Consider the last line of the example. You probably expect it to invoke B::operator , (double) , but this is what is printed to the standard output:

A::operator , (int)

Why? Well, because of the associativity of the comma operator and the return type of your overloads. First, the expression b, "hello" is evaluated, and that returns a reference to A . Then, on the result of this expression, the function A::operator , (3.2) will be invoked. A has a viable function, which is the one accepting an int . And that one gets selected. B 's overload is not seen because the result of the first expression b, "hello" is of type A& .

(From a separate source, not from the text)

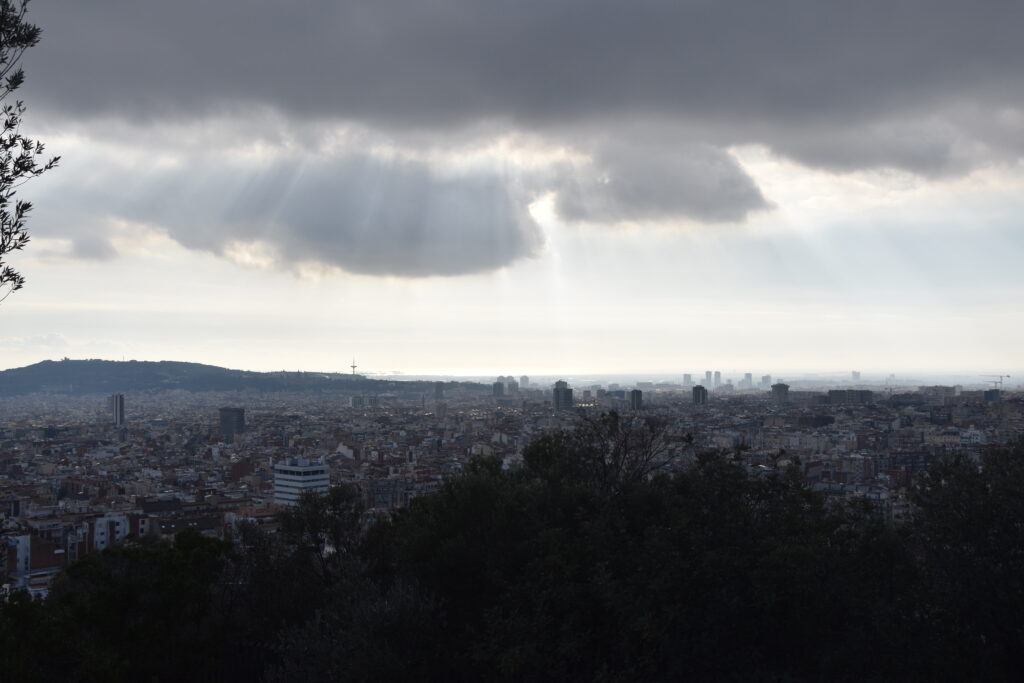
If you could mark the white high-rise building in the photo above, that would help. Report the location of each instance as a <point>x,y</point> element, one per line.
<point>117,403</point>
<point>295,476</point>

So how to solve it? You can use a design pattern called CRTP ("Curiously Recurring Template Pattern") and turn your definitions of A and B into the following:

template<typename T>
struct A
{
    T& operator , (int) 
    { cout << "A::operator , (int)" << endl; return *(static_cast<T*>(this)); }

    T& operator , (string) 
    { cout << "A::operator , (string)" << endl; *(static_cast<T*>(this)); }
};

struct B : A<B>
{
    using A::operator ,;
    B& operator , (double) 
    { cout << "B::operator , (double)" << endl; return *this; }
};

This way, the last line of the main() function in the example above will print what you expect to the standard output:

A::operator , (string)
B::operator , (double)